The Decima Research survey, made available exclusively to The Canadian Press, suggested that nationally, the Liberals had the support of 35 per cent of decided and leaning voters. That compared with 32 per cent support for the Tories, 12 per cent for the NDP, 11 per cent for the Bloc Quebecois and seven per cent for the Green party.
In Quebec, though, the poll suggested the Liberals had more than double the support of the Conservatives, a sharp reversal from the election last January.
The new survey showed the Bloc with 45 per cent of voters, the Liberals with 27 per cent and the Tories with 12 per cent.
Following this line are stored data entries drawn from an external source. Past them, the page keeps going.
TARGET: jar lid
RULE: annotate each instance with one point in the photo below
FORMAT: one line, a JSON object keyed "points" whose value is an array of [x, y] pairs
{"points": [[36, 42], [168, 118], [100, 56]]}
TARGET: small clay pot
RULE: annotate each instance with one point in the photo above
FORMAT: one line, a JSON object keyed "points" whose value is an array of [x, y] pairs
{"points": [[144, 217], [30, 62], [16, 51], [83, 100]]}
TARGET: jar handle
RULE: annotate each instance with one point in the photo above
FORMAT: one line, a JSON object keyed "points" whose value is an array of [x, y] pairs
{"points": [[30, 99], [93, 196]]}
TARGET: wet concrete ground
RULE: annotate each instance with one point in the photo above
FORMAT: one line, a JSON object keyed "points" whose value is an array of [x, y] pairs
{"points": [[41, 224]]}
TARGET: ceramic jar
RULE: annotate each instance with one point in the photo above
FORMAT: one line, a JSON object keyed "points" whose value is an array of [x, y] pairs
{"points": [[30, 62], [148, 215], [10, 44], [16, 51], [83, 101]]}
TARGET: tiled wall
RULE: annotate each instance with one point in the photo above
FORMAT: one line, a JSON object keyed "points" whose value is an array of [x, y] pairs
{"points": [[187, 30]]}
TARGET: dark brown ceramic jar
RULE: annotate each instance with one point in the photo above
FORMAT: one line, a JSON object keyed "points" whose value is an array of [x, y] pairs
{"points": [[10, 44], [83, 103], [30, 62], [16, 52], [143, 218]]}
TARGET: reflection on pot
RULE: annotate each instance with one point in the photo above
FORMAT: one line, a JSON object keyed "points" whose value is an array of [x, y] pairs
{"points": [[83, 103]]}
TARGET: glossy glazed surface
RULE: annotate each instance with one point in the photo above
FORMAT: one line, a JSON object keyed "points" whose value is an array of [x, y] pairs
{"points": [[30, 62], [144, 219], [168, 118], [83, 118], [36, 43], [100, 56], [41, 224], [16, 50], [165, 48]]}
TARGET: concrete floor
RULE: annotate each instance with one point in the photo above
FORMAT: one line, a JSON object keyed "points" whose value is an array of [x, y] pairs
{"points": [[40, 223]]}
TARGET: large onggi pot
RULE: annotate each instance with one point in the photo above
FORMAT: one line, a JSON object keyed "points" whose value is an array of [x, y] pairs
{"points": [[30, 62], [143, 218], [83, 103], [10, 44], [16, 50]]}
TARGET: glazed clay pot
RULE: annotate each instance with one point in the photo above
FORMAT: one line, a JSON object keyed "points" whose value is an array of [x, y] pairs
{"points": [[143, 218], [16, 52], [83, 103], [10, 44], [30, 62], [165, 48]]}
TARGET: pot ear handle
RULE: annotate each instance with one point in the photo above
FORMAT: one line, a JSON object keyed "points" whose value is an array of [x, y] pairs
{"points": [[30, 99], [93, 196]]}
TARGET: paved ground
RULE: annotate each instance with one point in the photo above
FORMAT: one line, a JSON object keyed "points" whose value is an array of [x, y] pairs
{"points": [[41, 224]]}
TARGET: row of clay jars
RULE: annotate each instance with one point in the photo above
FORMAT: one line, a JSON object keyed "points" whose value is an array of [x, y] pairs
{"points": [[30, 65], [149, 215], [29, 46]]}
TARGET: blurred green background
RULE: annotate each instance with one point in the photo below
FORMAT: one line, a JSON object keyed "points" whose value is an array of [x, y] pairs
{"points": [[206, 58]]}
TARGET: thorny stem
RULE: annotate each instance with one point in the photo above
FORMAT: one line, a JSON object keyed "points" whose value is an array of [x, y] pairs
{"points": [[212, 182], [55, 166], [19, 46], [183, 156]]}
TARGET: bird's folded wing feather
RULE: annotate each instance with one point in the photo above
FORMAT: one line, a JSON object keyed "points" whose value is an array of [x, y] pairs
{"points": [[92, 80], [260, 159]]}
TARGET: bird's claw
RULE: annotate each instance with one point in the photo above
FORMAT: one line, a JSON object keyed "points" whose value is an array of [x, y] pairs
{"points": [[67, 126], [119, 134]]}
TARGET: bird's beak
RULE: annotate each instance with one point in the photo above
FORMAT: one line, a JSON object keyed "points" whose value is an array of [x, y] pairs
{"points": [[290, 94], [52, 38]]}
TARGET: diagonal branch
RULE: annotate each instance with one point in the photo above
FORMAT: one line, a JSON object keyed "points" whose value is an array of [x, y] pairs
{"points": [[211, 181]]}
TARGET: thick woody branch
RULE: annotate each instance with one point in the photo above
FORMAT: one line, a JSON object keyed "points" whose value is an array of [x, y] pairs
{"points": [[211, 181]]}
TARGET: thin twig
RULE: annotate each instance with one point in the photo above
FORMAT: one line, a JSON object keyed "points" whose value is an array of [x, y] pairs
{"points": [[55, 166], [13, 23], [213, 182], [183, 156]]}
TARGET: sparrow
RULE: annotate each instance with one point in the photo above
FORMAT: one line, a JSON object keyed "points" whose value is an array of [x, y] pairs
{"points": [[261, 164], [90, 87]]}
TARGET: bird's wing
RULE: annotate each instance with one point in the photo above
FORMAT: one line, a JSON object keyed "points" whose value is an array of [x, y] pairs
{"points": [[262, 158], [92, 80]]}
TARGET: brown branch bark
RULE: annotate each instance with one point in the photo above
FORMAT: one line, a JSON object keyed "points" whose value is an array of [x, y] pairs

The NDP had six per cent and the Green seven per cent.
"The big question coming out of the Liberal convention was would Stephane Dion work as an idea for the Liberals in the province of Quebec," said Bruce Anderson, Decima's CEO. "So far, I think the evidence is more yes than no. He's been established as a leader in the minds of Quebecers and the Liberal party has a 15-point lead over the Conservatives in that province.
"Obviously they're still behind the BQ, but those are pretty good results".
You can discount these polls as a temporary bounce, but at the very least they reveal an openness to Dion, particularly in Quebec. My biggest hesitation with Dion was the perception in Quebec. It would appear that Dion has plenty of room to rehabilitate his reputation in his home province, which is a great sign moving forward.